Experimental and numerical analysis of naturally ventilated PV-DSF in a humid subtropical climate

Photovoltaic double-skin façades (PV-DSFs) have great potential to simultaneously achieve power generation, thermal insulation and natural lighting when applied in buildings. Among them, crystalline silicon PV-DSF is one of the common types due to its high efficiency and mature technology. However, the alternate arrangement of opaque crystalline silicon and transparent glass in crystalline silicon PV-DSF complicates its heat transfer characteristics. Furthermore, the ventilation air cavity in crystalline silicon PV-DSF could induce a vertical convective heat transfer process. It is difficult to accurately predict the complex multidimensional heat transfer process in crystalline silicon PV-DSF by simplified 1-D or 2-D thermal models. Therefore, a comprehensive numerical model of PV-DSF including the optics, electricity and 3-D heat transfer sub-models is developed in this paper to estimate the annual electrical and thermal properties of PV-DSF in a humid subtropical climate.
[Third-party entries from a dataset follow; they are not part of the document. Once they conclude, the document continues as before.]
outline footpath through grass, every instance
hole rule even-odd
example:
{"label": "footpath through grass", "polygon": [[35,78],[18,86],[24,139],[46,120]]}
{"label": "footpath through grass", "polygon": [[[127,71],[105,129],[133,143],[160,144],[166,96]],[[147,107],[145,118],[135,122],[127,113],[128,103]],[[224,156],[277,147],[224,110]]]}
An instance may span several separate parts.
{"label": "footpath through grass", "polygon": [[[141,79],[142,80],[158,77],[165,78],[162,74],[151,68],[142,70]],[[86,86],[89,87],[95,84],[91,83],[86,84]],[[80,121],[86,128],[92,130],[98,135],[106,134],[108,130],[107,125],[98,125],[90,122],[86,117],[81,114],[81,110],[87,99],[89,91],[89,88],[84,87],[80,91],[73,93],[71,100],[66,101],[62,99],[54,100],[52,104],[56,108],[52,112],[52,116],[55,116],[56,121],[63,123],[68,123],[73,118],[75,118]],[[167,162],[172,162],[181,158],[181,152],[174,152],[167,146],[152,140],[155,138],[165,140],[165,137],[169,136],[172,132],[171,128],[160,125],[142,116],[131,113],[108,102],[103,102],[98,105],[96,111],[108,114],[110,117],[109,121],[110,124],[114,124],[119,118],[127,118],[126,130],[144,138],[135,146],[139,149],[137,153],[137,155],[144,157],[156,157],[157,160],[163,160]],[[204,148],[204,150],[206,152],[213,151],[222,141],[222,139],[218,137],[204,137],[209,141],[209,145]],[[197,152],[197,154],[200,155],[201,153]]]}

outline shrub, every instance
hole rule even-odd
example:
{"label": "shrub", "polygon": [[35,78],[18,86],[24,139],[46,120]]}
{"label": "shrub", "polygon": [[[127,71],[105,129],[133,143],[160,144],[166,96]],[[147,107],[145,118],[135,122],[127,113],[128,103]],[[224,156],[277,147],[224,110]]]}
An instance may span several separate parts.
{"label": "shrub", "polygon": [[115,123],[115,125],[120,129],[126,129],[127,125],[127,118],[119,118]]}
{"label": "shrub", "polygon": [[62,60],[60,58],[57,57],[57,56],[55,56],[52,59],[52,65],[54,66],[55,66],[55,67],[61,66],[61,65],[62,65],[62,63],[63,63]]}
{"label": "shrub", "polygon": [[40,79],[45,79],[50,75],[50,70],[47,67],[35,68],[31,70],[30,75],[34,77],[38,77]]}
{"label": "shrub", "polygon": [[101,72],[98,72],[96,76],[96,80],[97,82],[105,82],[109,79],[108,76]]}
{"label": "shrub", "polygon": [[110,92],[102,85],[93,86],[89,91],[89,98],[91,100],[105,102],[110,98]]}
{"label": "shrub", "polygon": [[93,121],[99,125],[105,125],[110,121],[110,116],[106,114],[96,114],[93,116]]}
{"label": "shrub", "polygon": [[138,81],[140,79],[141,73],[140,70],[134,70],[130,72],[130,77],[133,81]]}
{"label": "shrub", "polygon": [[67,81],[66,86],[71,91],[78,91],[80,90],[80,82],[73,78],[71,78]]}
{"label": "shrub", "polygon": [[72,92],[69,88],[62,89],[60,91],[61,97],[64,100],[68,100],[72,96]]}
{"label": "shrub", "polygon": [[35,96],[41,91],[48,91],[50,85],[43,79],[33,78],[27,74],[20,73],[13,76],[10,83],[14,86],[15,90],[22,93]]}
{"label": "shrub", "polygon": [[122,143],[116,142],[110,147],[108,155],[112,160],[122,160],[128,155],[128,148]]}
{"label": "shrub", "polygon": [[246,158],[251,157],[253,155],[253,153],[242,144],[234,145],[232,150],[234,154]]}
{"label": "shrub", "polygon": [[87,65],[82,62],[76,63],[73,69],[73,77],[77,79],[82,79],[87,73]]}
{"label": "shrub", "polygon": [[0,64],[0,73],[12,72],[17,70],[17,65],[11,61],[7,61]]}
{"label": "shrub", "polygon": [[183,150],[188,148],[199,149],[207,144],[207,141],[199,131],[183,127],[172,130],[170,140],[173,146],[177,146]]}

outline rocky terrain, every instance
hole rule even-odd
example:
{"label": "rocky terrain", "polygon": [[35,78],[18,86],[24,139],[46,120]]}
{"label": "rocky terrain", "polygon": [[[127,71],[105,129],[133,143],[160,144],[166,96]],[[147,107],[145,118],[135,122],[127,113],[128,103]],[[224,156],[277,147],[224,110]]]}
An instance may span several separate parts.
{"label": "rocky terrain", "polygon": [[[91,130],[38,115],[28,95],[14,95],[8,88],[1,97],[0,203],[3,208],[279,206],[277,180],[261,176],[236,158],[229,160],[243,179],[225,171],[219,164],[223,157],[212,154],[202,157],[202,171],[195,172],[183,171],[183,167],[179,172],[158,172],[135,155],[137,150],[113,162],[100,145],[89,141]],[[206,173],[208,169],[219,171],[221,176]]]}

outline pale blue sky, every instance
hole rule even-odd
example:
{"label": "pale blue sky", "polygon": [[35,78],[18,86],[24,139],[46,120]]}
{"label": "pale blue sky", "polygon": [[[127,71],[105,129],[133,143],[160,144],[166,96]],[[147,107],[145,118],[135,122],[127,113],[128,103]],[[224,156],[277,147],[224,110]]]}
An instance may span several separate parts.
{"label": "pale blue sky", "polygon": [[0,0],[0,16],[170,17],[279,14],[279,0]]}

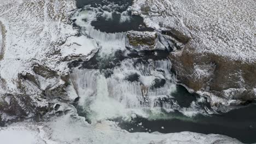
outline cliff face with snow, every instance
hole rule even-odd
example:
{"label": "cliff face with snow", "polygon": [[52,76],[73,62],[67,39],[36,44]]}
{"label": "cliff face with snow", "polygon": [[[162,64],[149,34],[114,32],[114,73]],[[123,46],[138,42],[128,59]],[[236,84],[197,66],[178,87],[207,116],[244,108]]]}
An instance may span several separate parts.
{"label": "cliff face with snow", "polygon": [[132,10],[177,44],[170,58],[179,82],[227,104],[256,98],[255,4],[135,0]]}
{"label": "cliff face with snow", "polygon": [[75,36],[69,19],[76,8],[75,1],[0,1],[2,121],[39,117],[51,99],[75,98],[66,92],[67,63],[90,58],[98,49],[91,39]]}

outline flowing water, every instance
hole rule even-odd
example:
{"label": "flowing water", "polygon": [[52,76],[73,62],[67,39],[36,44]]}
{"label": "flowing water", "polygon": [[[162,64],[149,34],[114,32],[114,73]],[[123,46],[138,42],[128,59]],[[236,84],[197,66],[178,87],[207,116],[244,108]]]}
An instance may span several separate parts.
{"label": "flowing water", "polygon": [[126,47],[127,31],[153,31],[131,15],[131,1],[77,1],[74,26],[101,47],[89,61],[69,65],[79,96],[75,106],[86,121],[115,121],[131,132],[191,131],[256,142],[255,105],[220,114],[207,98],[174,83],[167,58],[171,49],[137,52]]}

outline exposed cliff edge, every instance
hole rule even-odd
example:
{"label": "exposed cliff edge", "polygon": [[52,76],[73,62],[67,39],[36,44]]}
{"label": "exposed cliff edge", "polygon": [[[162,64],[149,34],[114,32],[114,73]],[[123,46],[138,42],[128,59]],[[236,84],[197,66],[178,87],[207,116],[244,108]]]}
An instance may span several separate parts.
{"label": "exposed cliff edge", "polygon": [[0,121],[39,120],[51,110],[54,99],[75,99],[66,91],[71,85],[67,63],[90,58],[98,49],[73,27],[75,4],[0,1]]}
{"label": "exposed cliff edge", "polygon": [[256,98],[255,7],[254,1],[135,0],[132,9],[179,43],[169,56],[178,82],[218,105]]}

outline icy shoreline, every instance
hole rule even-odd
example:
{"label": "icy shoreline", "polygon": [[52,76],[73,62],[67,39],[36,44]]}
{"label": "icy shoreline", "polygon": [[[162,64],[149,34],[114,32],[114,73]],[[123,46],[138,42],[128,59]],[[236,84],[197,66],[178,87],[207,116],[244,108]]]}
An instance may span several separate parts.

The effects of structure, orientation, air cavity depth and solar cell coverage on the overall performance of PV-DSF are analyzed. In comparison with single-glazed semi-transparent photovoltaic, PV-DSF provides a 30.4% reduction in heat gain and a 50.3% reduction in heat loss. The preferred installation orientation is due south for PV-DSF in a humid subtropical climate. • A 3-D numerical heat transfer model of PV-DSF is established and validated. • The preferred installation orientation is due south for PV-DSF in a humid subtropical climate. • PV-DSF obviously reduces heat gain and loss compared to STPV glazing. • The difference in annual heat gain or loss of PV-DSF caused by different depths is tiny.